By: Lois Yoksoulian
Wilfred van der Donk (MMG), the Richard E. Heckert Endowed Chair in Chemistry and director of graduate studies in chemistry at Illinois, was elected to the National Academy of Sciences, one of the highest professional honors a scientist can receive.
van der Donk, along with Illinois Physics professor Nadya Mason and Chemistry professor Ralph Nuzzo, are among 120 newly elected U.S. members – 59 of whom are women, the most elected in a single year – and 30 international members in recognition of their distinguished and continuing achievements in original research.
“The historic number of women elected this year reflects the critical contributions that they are making in many fields of science, as well as a concerted effort by our academy to recognize those contributions and the essential value of increasing diversity in our ranks,” said National Academy of Sciences President Marcia McNutt. “I am pleased to welcome all of our new members, and I look forward to engaging with them in the work of the National Academies.”
van der Donk is also a Howard Hughes Medical Investigator and is affiliated with the Carle Illinois College of Medicine. His research focuses on using a variety of methods with respect to natural products: genome mining strategies to discover new products; microbiology and genomic tools to determine their mode of action; chemical biology techniques to study their biosynthesis; and synthetic chemistry to improve their therapeutic properties.

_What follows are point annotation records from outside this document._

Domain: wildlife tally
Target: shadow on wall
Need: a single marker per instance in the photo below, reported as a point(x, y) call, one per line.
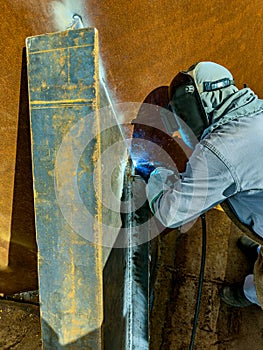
point(21, 274)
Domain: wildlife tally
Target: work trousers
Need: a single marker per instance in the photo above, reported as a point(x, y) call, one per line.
point(253, 285)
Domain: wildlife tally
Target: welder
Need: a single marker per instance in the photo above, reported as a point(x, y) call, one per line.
point(226, 163)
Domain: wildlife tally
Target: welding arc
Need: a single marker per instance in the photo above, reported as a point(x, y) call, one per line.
point(201, 280)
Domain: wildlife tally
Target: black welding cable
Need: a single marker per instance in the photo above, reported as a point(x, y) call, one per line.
point(201, 280)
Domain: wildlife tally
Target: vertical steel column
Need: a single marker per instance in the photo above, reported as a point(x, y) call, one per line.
point(126, 279)
point(64, 89)
point(136, 287)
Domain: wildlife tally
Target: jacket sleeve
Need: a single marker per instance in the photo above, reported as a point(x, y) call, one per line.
point(176, 200)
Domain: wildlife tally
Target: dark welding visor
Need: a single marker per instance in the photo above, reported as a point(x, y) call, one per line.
point(186, 104)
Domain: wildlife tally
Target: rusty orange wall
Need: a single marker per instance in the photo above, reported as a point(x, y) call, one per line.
point(142, 43)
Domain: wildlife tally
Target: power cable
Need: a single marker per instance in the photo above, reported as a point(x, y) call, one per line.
point(201, 280)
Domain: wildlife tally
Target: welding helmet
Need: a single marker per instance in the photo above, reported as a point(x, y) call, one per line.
point(194, 94)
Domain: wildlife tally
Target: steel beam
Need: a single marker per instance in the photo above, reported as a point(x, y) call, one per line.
point(64, 89)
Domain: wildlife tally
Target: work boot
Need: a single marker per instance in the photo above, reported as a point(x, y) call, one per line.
point(233, 295)
point(248, 247)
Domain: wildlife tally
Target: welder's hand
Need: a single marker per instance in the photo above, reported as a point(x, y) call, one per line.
point(144, 170)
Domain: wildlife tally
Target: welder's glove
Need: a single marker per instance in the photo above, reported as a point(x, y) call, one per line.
point(144, 169)
point(160, 181)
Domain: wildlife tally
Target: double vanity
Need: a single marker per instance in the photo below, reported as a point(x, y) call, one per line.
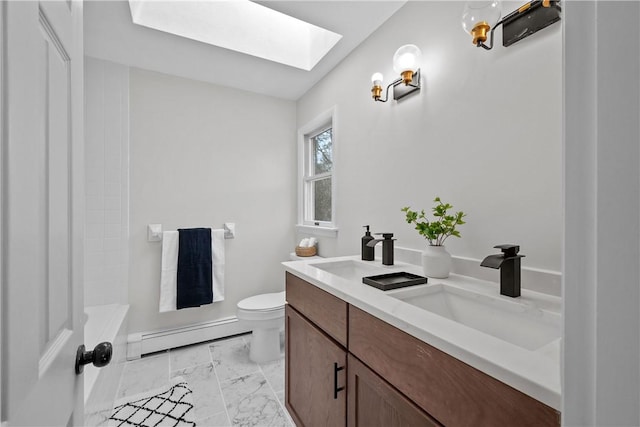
point(450, 352)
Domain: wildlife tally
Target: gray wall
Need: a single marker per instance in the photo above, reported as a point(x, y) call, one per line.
point(202, 155)
point(106, 244)
point(601, 345)
point(484, 133)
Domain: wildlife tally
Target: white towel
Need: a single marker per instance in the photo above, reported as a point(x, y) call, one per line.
point(217, 264)
point(169, 272)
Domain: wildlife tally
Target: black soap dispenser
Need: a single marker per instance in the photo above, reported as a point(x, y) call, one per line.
point(368, 252)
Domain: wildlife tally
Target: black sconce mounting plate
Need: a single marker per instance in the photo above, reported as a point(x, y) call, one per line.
point(518, 25)
point(400, 90)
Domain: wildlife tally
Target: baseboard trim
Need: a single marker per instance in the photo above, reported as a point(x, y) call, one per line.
point(142, 343)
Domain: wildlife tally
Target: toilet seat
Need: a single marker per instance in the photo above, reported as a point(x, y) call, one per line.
point(263, 302)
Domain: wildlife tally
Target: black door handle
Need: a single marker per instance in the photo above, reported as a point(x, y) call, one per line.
point(336, 389)
point(100, 356)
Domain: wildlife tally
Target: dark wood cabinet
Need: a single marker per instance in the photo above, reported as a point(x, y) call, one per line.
point(391, 378)
point(374, 402)
point(315, 374)
point(451, 391)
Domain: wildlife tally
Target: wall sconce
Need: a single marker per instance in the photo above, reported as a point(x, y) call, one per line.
point(480, 17)
point(405, 62)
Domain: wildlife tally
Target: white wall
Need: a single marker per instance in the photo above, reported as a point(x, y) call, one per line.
point(484, 133)
point(601, 370)
point(106, 244)
point(202, 155)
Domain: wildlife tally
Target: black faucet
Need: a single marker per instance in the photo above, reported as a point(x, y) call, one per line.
point(387, 247)
point(509, 264)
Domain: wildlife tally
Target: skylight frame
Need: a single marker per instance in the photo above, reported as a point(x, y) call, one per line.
point(241, 26)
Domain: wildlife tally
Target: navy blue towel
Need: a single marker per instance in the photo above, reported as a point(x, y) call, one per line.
point(194, 268)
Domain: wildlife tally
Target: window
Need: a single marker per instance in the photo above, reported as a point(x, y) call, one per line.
point(317, 168)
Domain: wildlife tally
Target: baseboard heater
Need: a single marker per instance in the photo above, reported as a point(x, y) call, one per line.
point(142, 343)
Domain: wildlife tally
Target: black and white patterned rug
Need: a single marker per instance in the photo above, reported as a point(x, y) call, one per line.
point(171, 405)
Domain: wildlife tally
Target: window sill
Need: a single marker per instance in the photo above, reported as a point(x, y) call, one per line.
point(317, 231)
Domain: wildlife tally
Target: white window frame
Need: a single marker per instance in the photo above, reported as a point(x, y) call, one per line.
point(322, 122)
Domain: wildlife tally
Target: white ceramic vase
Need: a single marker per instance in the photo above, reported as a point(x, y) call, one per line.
point(436, 262)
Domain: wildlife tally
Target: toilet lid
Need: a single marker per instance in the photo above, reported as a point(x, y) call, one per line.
point(263, 302)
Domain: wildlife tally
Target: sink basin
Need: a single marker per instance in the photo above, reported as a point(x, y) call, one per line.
point(516, 322)
point(350, 269)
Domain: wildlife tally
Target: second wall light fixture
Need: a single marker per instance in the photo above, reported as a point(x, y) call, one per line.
point(406, 63)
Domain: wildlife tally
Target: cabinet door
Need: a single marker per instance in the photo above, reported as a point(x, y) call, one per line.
point(314, 374)
point(373, 402)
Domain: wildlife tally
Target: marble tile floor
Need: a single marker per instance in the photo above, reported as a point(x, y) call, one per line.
point(228, 388)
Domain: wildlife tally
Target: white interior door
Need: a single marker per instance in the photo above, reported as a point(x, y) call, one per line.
point(42, 204)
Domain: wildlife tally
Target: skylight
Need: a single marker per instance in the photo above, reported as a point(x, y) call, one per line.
point(239, 25)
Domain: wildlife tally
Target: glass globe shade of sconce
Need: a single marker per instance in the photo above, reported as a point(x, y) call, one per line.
point(479, 17)
point(376, 79)
point(406, 60)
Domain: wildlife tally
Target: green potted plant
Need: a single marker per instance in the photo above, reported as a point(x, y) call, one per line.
point(436, 261)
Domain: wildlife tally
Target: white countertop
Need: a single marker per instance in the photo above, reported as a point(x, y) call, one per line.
point(533, 372)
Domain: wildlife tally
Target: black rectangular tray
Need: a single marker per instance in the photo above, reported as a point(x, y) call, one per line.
point(390, 281)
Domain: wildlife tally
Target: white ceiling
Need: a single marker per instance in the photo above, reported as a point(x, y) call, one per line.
point(110, 35)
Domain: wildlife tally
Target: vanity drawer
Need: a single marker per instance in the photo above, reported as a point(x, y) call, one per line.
point(451, 391)
point(326, 311)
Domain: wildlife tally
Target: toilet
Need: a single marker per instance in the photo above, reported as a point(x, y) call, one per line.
point(265, 315)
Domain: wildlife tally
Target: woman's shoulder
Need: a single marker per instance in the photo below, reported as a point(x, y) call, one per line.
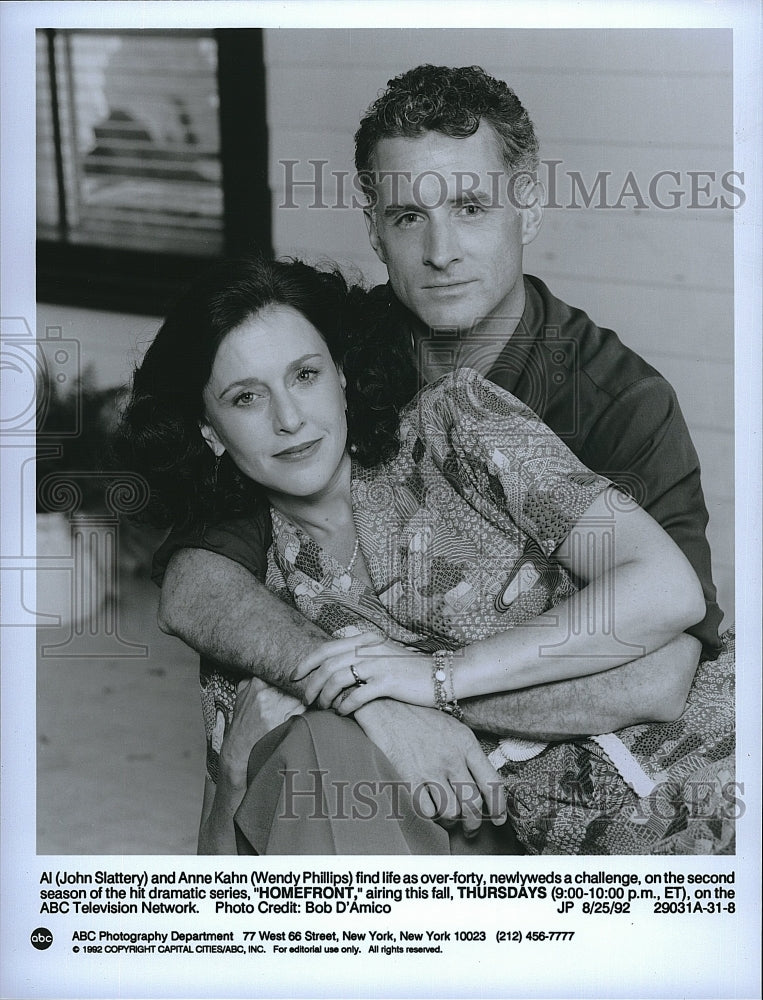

van der Donk is a fellow of the American Academy of Arts and Sciences, the American Association for the Advancement of Sciences and the American Academy of Microbiology. Among his awards are the American Peptide Society Vincent du Vigneaud Award, the Repligen Award, the National Institutes of Health MERIT Award, the Royal Society of Chemistry Bioorganic Award and the Protein Society Emil Thomas Kaiser Award.
The National Academy of Sciences is a private, nonprofit institution established in 1863 under a congressional charter signed by President Abraham Lincoln. It recognizes achievement in science by election to membership, and – with the National Academy of Engineering and the National Academy of Medicine – provides science, engineering and health policy advice to the federal government and other organizations.